Lately there has been something new for them to worry about: robbery. Thieves have been targeting Chinese visitors because they know they are likely to be carrying larger amounts of cash and high-end goods.

The issue hogged the headlines in China last March when a group of 23 tourists were stripped of their passports, plane tickets and wallets shortly after arriving at Charles De Gaulle airport. Since then there has been a stream of stories in the media and on weibo about how France, which gets a million visitors from China every year, is no longer a safe place to visit.

Thus the announcement by the French interior ministry last week that it has invited Chinese police to Paris this summer to help protect their fellow countrymen. The Chinese officers will work alongside their French colleagues, Le Monde quoted a government spokesperson as saying.

A drop off in Chinese custom would be a serious blow to Paris high-end shops, many of which have recruited Chinese-speaking staff to help them attract big-spending customers.

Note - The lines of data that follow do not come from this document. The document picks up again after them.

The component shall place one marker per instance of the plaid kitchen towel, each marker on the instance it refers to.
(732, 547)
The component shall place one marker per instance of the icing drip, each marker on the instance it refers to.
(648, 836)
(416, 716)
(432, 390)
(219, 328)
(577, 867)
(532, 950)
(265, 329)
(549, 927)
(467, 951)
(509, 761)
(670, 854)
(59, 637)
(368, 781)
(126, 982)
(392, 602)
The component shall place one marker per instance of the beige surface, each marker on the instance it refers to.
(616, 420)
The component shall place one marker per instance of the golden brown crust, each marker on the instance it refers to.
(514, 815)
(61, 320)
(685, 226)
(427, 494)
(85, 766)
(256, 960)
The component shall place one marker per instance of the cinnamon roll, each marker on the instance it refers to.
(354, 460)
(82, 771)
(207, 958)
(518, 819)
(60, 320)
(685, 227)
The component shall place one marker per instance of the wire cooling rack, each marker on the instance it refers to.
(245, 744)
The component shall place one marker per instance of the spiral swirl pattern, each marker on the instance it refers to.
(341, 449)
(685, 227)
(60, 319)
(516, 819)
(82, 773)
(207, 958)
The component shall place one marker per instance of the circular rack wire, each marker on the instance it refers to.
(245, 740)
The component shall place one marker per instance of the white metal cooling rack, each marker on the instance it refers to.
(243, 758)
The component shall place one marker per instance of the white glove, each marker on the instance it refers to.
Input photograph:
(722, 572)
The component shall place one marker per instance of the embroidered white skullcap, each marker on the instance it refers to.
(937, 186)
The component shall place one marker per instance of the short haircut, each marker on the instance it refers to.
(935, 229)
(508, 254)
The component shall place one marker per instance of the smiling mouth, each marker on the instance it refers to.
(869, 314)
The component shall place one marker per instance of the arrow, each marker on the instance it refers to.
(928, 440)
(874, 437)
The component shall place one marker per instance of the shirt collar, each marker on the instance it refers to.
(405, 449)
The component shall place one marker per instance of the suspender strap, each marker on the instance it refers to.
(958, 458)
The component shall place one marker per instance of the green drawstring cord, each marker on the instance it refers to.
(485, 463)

From the perspective of the Chinese shopper it often makes economic sense to fly to France to buy luxury goods because the mark-up on the same items is so steep at home. If tourists purchase goods ordered by their friends and family, the trips turn out to be even better value. But sadly many criminals have cottoned on to this shopping tactic and now wait for Chinese tour groups outside the more prestigious shops, an AFP report claimed.